Restructured encoder guide document Added outline of architectural overview document and introduction section. Change-Id: I43bac85172e2294329a845e878a7f5beee2f1fcf

commit: b534a781913be892c8005918b759a924d972dac5 [log] [tgz]
author: Paul Wilkins <paulwilkins@google.com> Thu Jun 25 18:02:17 2020 +0100
committer: Paul Wilkins <paulwilkins@google.com> Fri Jun 26 09:49:37 2020 +0000
tree: 777374fb569996e75617808b5468cdac512d3d56
parent: c1b11268f537bdbff52147dd164dfa01d4a21396 [diff]
diff --git a/doc/dev_guide/av1_encoder.dox b/doc/dev_guide/av1_encoder.dox
index 164f0a5..36c2605 100644
--- a/doc/dev_guide/av1_encoder.dox
+++ b/doc/dev_guide/av1_encoder.dox

@@ -1,19 +1,179 @@
-/*!\page encoder_guide AV1 ENCODING TECHNIQUES
+/*!\page encoder_guide AV1 ENCODER GUIDE
 
-  AV1 encoding algorithm consists following modules:
-    - \ref high_level_algo
-      - \ref frame_coding_pipeline
-      - \ref two_pass_algo
-      - \ref look_ahead_buffer
-    - \ref partition_search
-    - \ref intra_mode_search
-    - \ref inter_mode_search
-    - \ref transform_search
-    - \ref in_loop_filter
-    - \ref in_loop_cdef
-    - \ref in_loop_restoration
-    - \ref rate_control
-    */
+\tableofcontents
+
+\section architecture_introduction Introduction
+
+This document provides an architectural overview of the libaom AV1 encoder.
+
+It is intended as a high level starting point for anyone wishing to contribute
+to the project, that will help them to more quickly understand the structure
+of the encoder and find their way around the codebase.
+
+It stands above and will where necessary link to more detailed function
+level documents.
+
+\section  architecture_gencodecs Generic Block Transform Based Codecs
+
+Most modern video encoders including VP8, H.264, VP9, HEVC and AV1
+(in increasing order of complexity) share a common basic paradigm. This
+comprises separating a stream of raw video frames into a series of discrete
+blocks (of one or more sizes), then computing a prediction signal and a
+quantized, transform coded, residual error signal. The prediction and residual
+error signal, along with any side information needed by the decoder, are then
+entropy coded and packed to form the encoded bitstream. See Figure 1: below,
+where the blue blocks are, to all intents and purposes, the lossless parts of
+the encoder and the red block is the lossy part.
+
+This is of course a gross oversimplification, even in regard to the simplest
+of the above codecs.  For example, all of them allow for block based
+prediction at multiple different scales (i.e. different block sizes) and may
+use previously coded pixels in the current frame for prediction or pixels from
+one or more previously encoded frames.
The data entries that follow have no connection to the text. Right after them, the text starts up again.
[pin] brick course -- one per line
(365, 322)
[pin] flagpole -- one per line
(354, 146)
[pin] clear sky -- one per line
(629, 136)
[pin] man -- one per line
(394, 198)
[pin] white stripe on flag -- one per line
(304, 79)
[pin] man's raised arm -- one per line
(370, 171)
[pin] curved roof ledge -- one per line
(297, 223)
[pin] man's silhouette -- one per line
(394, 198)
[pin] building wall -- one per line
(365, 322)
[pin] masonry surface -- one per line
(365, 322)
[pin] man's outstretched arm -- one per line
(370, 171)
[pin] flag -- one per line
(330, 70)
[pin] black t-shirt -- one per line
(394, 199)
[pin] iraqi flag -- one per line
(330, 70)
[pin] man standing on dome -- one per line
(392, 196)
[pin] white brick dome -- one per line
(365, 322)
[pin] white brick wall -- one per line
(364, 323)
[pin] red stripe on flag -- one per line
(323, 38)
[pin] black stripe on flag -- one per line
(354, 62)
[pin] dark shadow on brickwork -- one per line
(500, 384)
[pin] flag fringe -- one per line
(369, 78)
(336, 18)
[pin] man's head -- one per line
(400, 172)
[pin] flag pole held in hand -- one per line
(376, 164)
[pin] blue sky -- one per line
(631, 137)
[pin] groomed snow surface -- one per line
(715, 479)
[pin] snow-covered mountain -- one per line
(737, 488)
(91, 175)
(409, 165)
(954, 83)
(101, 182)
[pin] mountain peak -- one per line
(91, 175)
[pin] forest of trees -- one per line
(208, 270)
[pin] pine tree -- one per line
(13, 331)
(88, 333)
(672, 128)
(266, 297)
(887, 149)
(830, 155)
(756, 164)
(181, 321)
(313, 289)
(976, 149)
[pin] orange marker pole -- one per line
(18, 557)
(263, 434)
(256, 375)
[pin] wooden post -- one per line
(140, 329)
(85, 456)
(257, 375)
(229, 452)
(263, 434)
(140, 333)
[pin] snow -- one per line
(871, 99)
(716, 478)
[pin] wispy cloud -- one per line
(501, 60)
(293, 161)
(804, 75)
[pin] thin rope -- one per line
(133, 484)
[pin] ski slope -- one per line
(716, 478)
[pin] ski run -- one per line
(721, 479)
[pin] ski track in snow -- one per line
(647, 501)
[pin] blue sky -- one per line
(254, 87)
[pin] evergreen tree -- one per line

Further, they may support multiple
+different transforms and transform sizes and quality optimization tools like
+loop filtering.
+
+\image html genericcodecflow.png "" width=70%
+
+\section architecture_av1_structure AV1 Structure and Complexity
+
+As previously stated, AV1 adopts the same underlying paradigm as other block
+transform based codecs. However, it is much more complicated than previous
+generation codecs and supports many more block partitioning, prediction and
+transform options.
+
+AV1 supports block partitions of various sizes from 128x128 pixels down to 4x4
+pixels using a multi-layer recursive tree structure as illustrated in figure 2
+below.
+
+\image html av1partitions.png "" width=70%
+
+AV1 also provides 71 basic intra prediction modes, 56 single frame inter prediction
+modes (7 reference frames x 4 modes x 2 for OBMC (overlapped block motion
+compensation)), 12768 compound inter prediction modes (that combine inter
+predictors from two reference frames) and 36708 compound inter / intra
+prediction modes. Furthermore, in addition to simple inter motion estimation,
+AV1 also supports warped motion prediction using affine transforms.
+
+In terms of transform coding, it has 16 separable 2-D transform kernels
+{ DCT, ADST, fADST, IDTX }2 that can be applied at up to 19 different scales
+from 64x64 down to 4x4 pixels.
+
+When combined together, this means that for any one 8x8 pixel block in a
+source frame, there are approximately 45,000,000 different ways that it can
+be encoded.
+
+Consequently, AV1 requires complex control processes. While not necessarily
+a normative part of the bitstream, these are the algorithms that turn a set
+of compression tools and a bitstream format specification, into a coherent
+and useful codec implementation. These may include but are not limited to
+things like :-
+
+- Rate distortion optimization (The process of trying to choose the most
+  efficient combination of block size, prediction mode, transform type
+  etc.)
+- Rate control (regulation of the output bitrate)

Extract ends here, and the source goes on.